Let $A$ and $B$ be Hermitian operators and $\langle \rangle $ be the usual quantum mechanics inner product. We know from the inequality that:
$$ |\langle A B\rangle| \leq \left\langle A \right\rangle \left\langle B \right\rangle $$
But a weaker inequality would be:
$$ \implies \Re(\langle A B \rangle) \leq |\langle A B\rangle| \leq \left\langle A\right\rangle \left\langle B \right\rangle $$
$$ \implies \Re(\langle A B \rangle) \leq \left\langle A\right\rangle \left\langle B \right\rangle $$
But when does this weaker version of this inequality become an equality?

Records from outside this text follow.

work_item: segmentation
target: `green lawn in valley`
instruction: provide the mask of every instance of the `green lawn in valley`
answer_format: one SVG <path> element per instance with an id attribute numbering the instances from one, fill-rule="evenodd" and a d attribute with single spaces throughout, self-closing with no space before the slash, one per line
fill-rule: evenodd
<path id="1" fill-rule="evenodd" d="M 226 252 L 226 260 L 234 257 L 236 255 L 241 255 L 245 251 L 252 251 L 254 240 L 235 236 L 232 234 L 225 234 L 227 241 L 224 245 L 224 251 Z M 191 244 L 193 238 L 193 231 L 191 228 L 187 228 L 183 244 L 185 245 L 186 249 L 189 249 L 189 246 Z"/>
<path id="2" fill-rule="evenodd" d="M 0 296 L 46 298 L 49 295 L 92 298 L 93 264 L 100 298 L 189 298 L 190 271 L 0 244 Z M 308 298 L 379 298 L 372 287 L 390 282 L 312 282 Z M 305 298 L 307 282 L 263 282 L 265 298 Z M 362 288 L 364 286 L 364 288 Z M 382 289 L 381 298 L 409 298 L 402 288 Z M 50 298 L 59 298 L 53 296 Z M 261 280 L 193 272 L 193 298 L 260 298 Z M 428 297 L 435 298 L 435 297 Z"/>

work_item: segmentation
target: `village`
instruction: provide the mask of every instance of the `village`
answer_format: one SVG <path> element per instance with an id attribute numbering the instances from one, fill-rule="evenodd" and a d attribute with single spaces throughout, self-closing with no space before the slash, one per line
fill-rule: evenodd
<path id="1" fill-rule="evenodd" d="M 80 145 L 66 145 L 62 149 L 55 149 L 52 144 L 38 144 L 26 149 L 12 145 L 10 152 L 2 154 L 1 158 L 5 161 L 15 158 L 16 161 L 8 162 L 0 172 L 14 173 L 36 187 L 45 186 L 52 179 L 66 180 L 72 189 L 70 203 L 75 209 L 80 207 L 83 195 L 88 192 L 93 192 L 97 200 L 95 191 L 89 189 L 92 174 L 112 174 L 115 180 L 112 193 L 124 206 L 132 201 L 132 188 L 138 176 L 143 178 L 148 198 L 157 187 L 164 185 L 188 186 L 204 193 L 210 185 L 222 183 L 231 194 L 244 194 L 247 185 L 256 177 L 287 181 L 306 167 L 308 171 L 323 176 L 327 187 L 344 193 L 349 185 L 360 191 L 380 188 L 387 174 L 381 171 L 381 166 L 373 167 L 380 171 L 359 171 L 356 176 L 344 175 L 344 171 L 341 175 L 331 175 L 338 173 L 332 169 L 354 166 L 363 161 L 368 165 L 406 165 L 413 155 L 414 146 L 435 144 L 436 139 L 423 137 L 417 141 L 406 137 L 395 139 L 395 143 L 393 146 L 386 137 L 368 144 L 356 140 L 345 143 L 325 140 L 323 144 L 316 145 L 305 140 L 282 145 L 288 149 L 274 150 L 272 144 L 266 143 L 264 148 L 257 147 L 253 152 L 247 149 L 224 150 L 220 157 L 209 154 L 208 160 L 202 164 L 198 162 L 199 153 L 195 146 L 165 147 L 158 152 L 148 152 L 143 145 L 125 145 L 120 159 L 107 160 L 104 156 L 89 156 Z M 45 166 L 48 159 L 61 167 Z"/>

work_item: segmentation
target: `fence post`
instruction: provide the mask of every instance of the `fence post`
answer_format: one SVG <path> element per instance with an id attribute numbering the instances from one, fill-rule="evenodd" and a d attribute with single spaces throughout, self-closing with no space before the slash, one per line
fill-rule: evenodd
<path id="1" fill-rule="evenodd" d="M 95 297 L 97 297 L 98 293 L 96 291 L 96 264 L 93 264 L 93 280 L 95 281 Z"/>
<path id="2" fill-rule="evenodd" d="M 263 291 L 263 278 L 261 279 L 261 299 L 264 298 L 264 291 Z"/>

$$ \Re(\langle A B \rangle) = \left\langle A\right\rangle \left\langle B \right\rangle $$
In fact, it is common in the proof of the Cauchy-Schwarz inequality to note that we can only have $$ |\langle A \mid B \rangle| = \langle A\rangle \langle B \rangle $$ if $A$ and $B$ are multiples of each other. That is, either $A = 0$ or $B = kA$ for some $k \in \Bbb C$.
Note however that we can only have $\Re(\langle A \mid B \rangle) = \langle A \rangle \langle B \rangle$ if we also have $|\langle A \mid B \rangle| = \langle A\rangle \langle B \rangle$, which is easy to see from your $3$-part inequality. So, if $\Re(\langle A \mid B \rangle) = \langle A \rangle \langle B \rangle$, we may conclude that $A$ and $B$ are multiples of each other.
Use the above to conclude that $\Re(\langle A \mid B \rangle) = \langle A \rangle \langle B \rangle$ if and only if $A = 0$ or $B = kA$ for some $k \in \Bbb R$.